Refiguring Family:

Rhetoric, Feminist Voices, and Digital Publishing

Introduction

More About Harlot
If you're not familiar with Harlot, it is worth noting that the digital magazine caters to a mixed audience made up of academics and lay readers. Its peer-review process also matches this arrangement: Each submission is reviewed by at least one academic and one interested individual from outside academia.

This arrangement is how we try to ensure that each published piece reaches a certain level of sound reasoning for argumentative works and intellectualism for creative works while at the same time be composed and delivered in a way that invites lay readers into the mix.

Harlot, however, clearly attracts more academics than not, and this trend is certainly the case with the special issue on family rhetoric.

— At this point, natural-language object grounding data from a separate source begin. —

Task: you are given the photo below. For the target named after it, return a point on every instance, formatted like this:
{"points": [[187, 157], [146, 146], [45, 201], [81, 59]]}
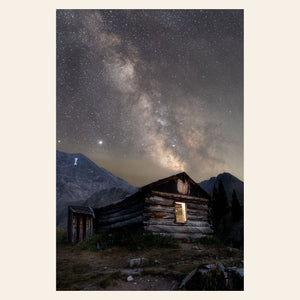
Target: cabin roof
{"points": [[82, 210], [182, 176]]}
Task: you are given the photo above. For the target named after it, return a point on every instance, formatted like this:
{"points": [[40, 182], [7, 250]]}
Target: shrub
{"points": [[209, 240], [108, 279], [80, 268], [128, 238]]}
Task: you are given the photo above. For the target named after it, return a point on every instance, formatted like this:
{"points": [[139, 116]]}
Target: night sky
{"points": [[150, 93]]}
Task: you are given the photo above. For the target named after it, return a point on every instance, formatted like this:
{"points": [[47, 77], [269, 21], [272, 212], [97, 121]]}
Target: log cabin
{"points": [[80, 223], [175, 206]]}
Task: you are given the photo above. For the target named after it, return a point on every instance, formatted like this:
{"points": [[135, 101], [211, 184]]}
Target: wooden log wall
{"points": [[159, 215], [126, 213]]}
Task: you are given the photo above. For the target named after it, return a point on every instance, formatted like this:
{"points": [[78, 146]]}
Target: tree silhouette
{"points": [[236, 207], [219, 205]]}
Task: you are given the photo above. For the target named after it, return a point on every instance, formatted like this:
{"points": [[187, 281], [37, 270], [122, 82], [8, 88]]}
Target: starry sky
{"points": [[150, 93]]}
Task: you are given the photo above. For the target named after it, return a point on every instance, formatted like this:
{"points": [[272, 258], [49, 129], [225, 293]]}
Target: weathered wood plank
{"points": [[119, 218], [173, 223], [197, 218], [109, 215], [159, 208], [197, 206], [159, 215], [178, 229], [195, 212], [178, 196], [183, 235], [120, 224], [158, 200]]}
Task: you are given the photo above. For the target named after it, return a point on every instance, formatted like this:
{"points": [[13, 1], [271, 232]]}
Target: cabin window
{"points": [[180, 212]]}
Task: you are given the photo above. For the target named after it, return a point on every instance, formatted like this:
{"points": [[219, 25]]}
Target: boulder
{"points": [[138, 262]]}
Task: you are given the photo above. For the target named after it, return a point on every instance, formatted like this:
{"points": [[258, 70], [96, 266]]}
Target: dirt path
{"points": [[108, 269]]}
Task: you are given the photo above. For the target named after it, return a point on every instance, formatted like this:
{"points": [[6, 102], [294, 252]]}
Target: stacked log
{"points": [[159, 215], [125, 213]]}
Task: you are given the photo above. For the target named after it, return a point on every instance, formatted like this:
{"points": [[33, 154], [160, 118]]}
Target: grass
{"points": [[130, 239], [210, 241], [109, 279]]}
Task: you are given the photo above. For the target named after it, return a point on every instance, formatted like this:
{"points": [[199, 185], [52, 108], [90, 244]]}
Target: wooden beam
{"points": [[178, 229], [178, 196], [119, 218]]}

Harlot: A Revealing Look at the Arts of Persuasion is a digital magazine and web forum that solicits and publishes smart, playful, and accessible conversations about rhetoric in everyday life. As a netroots campaign in rhetorical literacy, Harlot is meant to engage, inspire, and connect public as well as academic audiences in critical and creative discussions of the subtly persuasive communication that surrounds us. (more about Harlot). In 2010, Harlot put out a call for submissions for a special issue on family rhetoric. This special issue attracted a record number of submissions for the journal. For some, the connection was deeply personal; for others, cultural representations of family and/or the role of various communities on family drew shrewd attention. Ultimately, the pieces submitted for this issue offered creative and critical insights about family rhetoric (how family members communicate with each other) and the rhetoric of family (how culture and society inform us about the meaning of family). The submissions represent an array of perspectives, experiences, and forms of expressing our connections and disconnections with family.

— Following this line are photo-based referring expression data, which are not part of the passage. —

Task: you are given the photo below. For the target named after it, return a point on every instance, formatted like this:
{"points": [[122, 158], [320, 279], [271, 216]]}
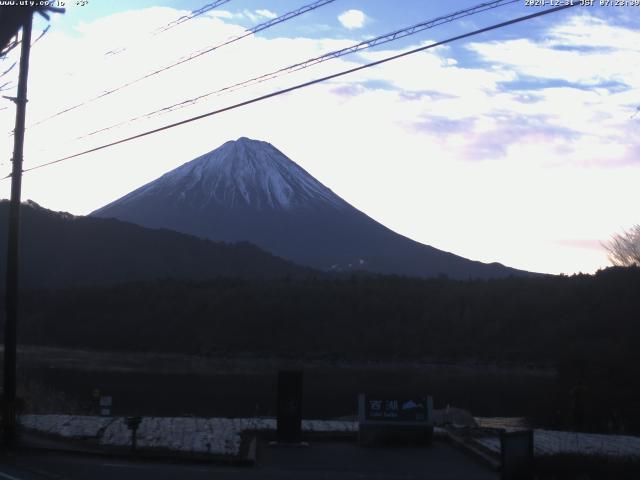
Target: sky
{"points": [[519, 146]]}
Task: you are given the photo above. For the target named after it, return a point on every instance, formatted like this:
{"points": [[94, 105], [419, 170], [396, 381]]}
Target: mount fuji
{"points": [[247, 190]]}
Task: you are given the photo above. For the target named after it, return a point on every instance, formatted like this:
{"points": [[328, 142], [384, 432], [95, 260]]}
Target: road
{"points": [[321, 460]]}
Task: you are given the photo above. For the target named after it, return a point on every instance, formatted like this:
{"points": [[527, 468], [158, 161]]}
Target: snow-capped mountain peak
{"points": [[242, 174]]}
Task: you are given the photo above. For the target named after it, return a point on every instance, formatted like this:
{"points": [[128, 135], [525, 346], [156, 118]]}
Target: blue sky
{"points": [[519, 145]]}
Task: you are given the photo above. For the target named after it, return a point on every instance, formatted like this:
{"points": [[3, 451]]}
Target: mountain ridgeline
{"points": [[247, 190], [62, 250]]}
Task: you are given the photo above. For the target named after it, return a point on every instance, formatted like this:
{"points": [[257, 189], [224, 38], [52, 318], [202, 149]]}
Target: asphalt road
{"points": [[321, 460]]}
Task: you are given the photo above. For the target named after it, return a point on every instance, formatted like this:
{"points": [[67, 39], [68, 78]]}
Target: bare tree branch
{"points": [[624, 248]]}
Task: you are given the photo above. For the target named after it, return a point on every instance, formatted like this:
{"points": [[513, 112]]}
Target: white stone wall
{"points": [[218, 436]]}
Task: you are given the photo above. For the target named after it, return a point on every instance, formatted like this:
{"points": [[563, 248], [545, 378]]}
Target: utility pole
{"points": [[9, 423]]}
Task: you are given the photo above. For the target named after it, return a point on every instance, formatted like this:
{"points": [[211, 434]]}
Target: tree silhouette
{"points": [[624, 248]]}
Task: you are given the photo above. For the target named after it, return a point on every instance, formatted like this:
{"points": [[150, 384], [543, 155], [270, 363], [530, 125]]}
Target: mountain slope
{"points": [[247, 190], [59, 249]]}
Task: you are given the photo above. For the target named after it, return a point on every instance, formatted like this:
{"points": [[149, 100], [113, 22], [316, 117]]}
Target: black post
{"points": [[289, 428], [11, 300]]}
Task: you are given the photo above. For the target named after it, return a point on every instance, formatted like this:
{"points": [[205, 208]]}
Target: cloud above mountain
{"points": [[522, 132]]}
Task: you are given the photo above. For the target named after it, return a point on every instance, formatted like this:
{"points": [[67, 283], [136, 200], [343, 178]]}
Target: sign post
{"points": [[388, 419], [289, 407]]}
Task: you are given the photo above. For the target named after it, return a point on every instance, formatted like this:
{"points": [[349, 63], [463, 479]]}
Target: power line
{"points": [[174, 23], [193, 14], [246, 33], [379, 40], [305, 84]]}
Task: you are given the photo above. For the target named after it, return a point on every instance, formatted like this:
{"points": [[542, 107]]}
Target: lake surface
{"points": [[236, 389]]}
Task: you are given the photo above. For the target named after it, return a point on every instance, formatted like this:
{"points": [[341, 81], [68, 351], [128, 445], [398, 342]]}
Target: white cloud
{"points": [[467, 165], [266, 13], [352, 19]]}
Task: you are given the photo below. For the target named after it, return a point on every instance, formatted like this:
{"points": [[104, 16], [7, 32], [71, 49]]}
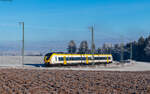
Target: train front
{"points": [[47, 59]]}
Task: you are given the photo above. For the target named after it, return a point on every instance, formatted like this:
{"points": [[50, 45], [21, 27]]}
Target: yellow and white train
{"points": [[65, 59]]}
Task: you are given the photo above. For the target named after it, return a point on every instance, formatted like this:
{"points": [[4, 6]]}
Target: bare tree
{"points": [[147, 49], [72, 47], [83, 47]]}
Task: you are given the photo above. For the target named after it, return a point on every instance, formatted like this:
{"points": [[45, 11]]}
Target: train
{"points": [[67, 59]]}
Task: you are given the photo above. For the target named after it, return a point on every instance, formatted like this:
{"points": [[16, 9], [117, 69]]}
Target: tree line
{"points": [[140, 49]]}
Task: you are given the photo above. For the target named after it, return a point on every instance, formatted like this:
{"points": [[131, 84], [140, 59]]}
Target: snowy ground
{"points": [[36, 62]]}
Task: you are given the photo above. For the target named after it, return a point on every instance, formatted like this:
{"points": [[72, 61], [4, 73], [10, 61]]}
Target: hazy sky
{"points": [[64, 20]]}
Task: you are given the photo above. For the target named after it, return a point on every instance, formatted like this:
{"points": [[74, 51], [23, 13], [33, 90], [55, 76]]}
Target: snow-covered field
{"points": [[36, 62]]}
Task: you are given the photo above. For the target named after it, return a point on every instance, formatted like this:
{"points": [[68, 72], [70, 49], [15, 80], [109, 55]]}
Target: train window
{"points": [[89, 58], [61, 59], [83, 58], [56, 58], [48, 55]]}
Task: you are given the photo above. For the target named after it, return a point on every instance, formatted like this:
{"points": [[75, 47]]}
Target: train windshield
{"points": [[48, 55]]}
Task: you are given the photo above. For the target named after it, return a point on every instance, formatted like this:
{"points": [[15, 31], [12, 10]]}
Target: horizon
{"points": [[61, 21]]}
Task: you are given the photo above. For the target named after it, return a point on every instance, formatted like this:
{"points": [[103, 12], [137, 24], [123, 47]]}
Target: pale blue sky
{"points": [[64, 20]]}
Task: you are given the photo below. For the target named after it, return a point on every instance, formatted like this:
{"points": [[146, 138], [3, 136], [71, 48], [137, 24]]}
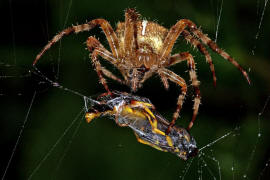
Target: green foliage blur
{"points": [[102, 150]]}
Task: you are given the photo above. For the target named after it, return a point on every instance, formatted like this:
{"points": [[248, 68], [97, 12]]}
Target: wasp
{"points": [[149, 127]]}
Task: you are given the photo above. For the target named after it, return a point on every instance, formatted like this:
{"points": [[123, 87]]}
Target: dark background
{"points": [[102, 150]]}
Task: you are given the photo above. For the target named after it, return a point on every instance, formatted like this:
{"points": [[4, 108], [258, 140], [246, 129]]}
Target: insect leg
{"points": [[181, 82], [130, 37], [172, 36], [93, 44], [194, 81], [105, 26], [197, 44]]}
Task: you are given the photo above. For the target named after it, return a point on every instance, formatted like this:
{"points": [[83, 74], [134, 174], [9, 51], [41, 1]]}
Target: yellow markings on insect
{"points": [[142, 104], [90, 116], [128, 110], [148, 143], [187, 138]]}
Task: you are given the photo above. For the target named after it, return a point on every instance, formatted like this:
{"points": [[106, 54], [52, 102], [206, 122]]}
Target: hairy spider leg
{"points": [[172, 36], [105, 26], [93, 44], [197, 44], [206, 40], [130, 36], [181, 82], [177, 58]]}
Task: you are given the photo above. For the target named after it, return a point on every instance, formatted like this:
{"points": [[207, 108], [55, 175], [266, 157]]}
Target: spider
{"points": [[149, 127], [141, 48]]}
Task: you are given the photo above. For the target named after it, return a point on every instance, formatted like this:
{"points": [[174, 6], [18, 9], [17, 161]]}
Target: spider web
{"points": [[42, 141]]}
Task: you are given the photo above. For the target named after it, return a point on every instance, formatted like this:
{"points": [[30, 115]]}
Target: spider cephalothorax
{"points": [[140, 48]]}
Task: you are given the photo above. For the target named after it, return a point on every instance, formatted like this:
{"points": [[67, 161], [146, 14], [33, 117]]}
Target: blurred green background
{"points": [[102, 150]]}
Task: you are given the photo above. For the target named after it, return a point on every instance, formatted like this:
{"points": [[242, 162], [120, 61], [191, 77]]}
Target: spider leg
{"points": [[206, 40], [194, 81], [105, 26], [130, 36], [93, 43], [197, 44], [181, 82], [172, 35]]}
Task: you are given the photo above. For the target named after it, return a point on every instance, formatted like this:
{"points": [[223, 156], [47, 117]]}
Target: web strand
{"points": [[19, 136]]}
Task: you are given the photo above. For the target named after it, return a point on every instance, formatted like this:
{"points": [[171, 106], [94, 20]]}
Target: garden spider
{"points": [[140, 48]]}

As special issue editors and Editorial Board members for Harlot, in the course of reviewing the submissions on family rhetoric, we were struck by the makeup of the creators and their topics and by the personal perspective many of them took. An overwhelmingly high percentage of works were composed by women or focused on women’s experiences, particularly mothering and motherhood, and a large percentage were composed in the form of a personal narrative. What does it mean, we wondered, that a 21st-century call for exploring family rhetoric invokes more responses from women – particularly from women concerned with the perceptions, definitions, and expectations of motherhood? We started wondering if the large number of submissions about mothering or written from the perspective of mothers weren’t telling us something important about the connection between family and feminism and about the discursive spaces created by digital publishing venues like Harlot.

Wanting to better understand why our call had such an impact and resulted in the responses it did, we contacted (post publication) published and unpublished authors who had submitted pieces to the family rhetoric issue. We invited them to answer, anonymously, a series of survey questions about what inspired their pieces on family rhetoric, why they presented it in the form/style they did, and why they submitted it to an online journal with a hybrid (academic and non-academic) audience. The survey was distributed via a secure online database allowing participants to login and anonymously respond to the questions while also viewing and replying to others’ responses. Together, the submissions we received and creators’ responses to the survey taught us about contemporary ideas and concerns about family and about how calls for submissions, publishing spaces, and intended audiences are being considered and imagined by writers. "Refiguring Family" discusses what we've learned from our survey and describes how our issue on family rhetoric became a home for feminist voices.